Abdulrasak sagt, auch er lerne fleißig. Aber die Erzieherinnen in dem Heim, die ebenfalls aus Syrien geflohen sind, zwinkern, als er das erzählt. Sie sagen: Sie müssten den Jungen meist erst suchen, wenn er sich an den Schreibtisch setzen soll, weil er lieber spielt.

Abdulrasak spielt zum Beispiel Verstecken mit Raghad, die beiden sind Freunde. Ganz in der Nähe gibt es einen Spielplatz, wo Zehnjährige hindürfen, wenn ältere Kinder sie begleiten. Vor dem Heim gibt es einen Hof, auf dem die Kinder auch herumtollen können.

Abdulrasak sagt, sein Lieblingsversteck sei auf einem Baum, auf den er klettern kann. Jetzt lachen die Erzieherinnen ganz laut. Abdulrasak hat nämlich aus Versehen verraten, wo sie ihn finden können, wenn er sich wieder vor dem Lernen drücken will.

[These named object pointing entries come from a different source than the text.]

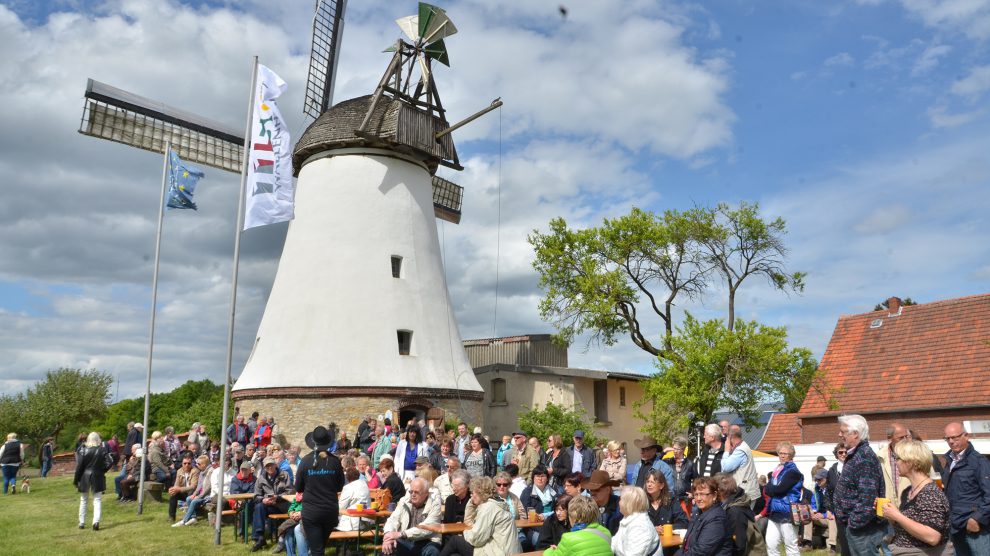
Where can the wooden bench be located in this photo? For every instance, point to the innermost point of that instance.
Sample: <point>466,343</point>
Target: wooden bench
<point>154,489</point>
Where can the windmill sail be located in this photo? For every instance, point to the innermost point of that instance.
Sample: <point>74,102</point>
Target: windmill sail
<point>328,28</point>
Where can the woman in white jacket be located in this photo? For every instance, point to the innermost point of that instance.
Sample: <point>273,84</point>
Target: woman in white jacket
<point>636,535</point>
<point>354,492</point>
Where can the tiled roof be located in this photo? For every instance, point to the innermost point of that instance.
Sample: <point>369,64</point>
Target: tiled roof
<point>782,426</point>
<point>929,356</point>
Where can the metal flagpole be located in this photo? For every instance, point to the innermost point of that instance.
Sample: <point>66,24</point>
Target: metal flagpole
<point>151,334</point>
<point>233,292</point>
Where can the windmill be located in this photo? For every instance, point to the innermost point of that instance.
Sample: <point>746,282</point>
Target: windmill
<point>359,318</point>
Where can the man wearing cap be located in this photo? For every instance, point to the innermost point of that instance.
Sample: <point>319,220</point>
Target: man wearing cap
<point>739,462</point>
<point>403,535</point>
<point>321,477</point>
<point>599,485</point>
<point>527,457</point>
<point>649,459</point>
<point>820,511</point>
<point>582,457</point>
<point>271,484</point>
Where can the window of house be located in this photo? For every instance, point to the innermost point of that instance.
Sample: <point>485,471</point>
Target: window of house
<point>601,401</point>
<point>396,266</point>
<point>405,341</point>
<point>498,390</point>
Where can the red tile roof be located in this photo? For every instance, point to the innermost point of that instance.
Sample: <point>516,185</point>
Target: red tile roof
<point>934,355</point>
<point>782,426</point>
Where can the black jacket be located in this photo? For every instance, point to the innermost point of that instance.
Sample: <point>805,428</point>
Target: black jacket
<point>529,500</point>
<point>708,534</point>
<point>738,516</point>
<point>91,468</point>
<point>551,531</point>
<point>967,486</point>
<point>559,468</point>
<point>453,508</point>
<point>716,463</point>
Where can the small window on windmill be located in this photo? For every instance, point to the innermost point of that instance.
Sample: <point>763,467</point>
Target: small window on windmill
<point>396,266</point>
<point>405,341</point>
<point>498,390</point>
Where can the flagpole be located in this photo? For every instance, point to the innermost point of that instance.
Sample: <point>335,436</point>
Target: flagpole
<point>151,334</point>
<point>233,291</point>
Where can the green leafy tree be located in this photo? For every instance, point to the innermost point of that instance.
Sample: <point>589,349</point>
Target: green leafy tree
<point>715,367</point>
<point>558,419</point>
<point>65,399</point>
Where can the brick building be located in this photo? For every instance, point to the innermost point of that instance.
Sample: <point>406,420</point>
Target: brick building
<point>921,365</point>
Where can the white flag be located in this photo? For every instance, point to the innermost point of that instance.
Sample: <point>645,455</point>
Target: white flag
<point>270,194</point>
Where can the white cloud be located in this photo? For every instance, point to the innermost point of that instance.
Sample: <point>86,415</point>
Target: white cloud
<point>940,117</point>
<point>842,59</point>
<point>975,84</point>
<point>929,58</point>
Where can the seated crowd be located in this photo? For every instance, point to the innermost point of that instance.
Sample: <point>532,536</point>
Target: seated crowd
<point>525,496</point>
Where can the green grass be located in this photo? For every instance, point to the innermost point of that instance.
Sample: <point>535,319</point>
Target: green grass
<point>46,522</point>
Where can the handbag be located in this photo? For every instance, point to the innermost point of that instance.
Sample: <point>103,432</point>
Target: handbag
<point>800,513</point>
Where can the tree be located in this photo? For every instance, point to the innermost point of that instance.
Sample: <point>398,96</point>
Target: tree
<point>557,419</point>
<point>739,244</point>
<point>715,367</point>
<point>64,399</point>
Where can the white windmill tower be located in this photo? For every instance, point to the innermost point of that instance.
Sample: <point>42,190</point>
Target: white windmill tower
<point>359,319</point>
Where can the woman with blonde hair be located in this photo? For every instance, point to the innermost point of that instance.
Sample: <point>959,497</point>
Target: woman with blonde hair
<point>494,531</point>
<point>614,464</point>
<point>921,525</point>
<point>11,458</point>
<point>637,536</point>
<point>587,537</point>
<point>784,487</point>
<point>92,462</point>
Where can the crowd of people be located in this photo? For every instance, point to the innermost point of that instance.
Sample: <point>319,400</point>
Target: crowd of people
<point>899,499</point>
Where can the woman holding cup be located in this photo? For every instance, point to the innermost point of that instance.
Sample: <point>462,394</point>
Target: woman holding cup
<point>921,525</point>
<point>637,536</point>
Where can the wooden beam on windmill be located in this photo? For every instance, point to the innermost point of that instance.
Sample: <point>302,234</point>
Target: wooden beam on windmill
<point>123,117</point>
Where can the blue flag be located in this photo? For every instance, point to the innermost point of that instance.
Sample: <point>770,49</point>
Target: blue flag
<point>182,180</point>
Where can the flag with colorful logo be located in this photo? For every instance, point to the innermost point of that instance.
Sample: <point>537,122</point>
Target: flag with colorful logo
<point>182,179</point>
<point>270,193</point>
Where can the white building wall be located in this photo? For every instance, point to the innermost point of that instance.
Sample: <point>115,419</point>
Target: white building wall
<point>335,309</point>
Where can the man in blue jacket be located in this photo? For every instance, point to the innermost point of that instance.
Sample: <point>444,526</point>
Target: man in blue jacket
<point>966,479</point>
<point>582,457</point>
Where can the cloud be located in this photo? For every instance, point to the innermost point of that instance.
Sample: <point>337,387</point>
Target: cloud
<point>842,59</point>
<point>583,98</point>
<point>929,59</point>
<point>975,84</point>
<point>940,117</point>
<point>972,17</point>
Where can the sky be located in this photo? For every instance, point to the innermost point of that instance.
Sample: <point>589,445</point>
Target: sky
<point>862,123</point>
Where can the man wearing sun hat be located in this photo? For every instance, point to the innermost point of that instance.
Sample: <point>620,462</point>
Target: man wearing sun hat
<point>321,477</point>
<point>649,459</point>
<point>599,484</point>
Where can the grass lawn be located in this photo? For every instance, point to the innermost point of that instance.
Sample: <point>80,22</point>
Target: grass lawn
<point>46,522</point>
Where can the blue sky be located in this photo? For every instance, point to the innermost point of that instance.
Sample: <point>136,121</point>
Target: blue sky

Geheimes Versteck hinter dem Sofa

Raghad spielt auch gern Verstecken. Sie sagt, ihr Lieblingsversteck sei hinter einem alten Sofa auf dem Hof. Erst will sie zeigen, wo das genau ist. Nach einigem Nachdenken überlegt sie es sich aber doch anders. „Ich will, dass es mein Geheimnis bleibt”, sagt das Mädchen. Denn wenn jeder in der Zeitung nachlesen könnte, wo Raghads Lieblingsversteck ist, dann wäre es ja kein richtiges Versteck mehr.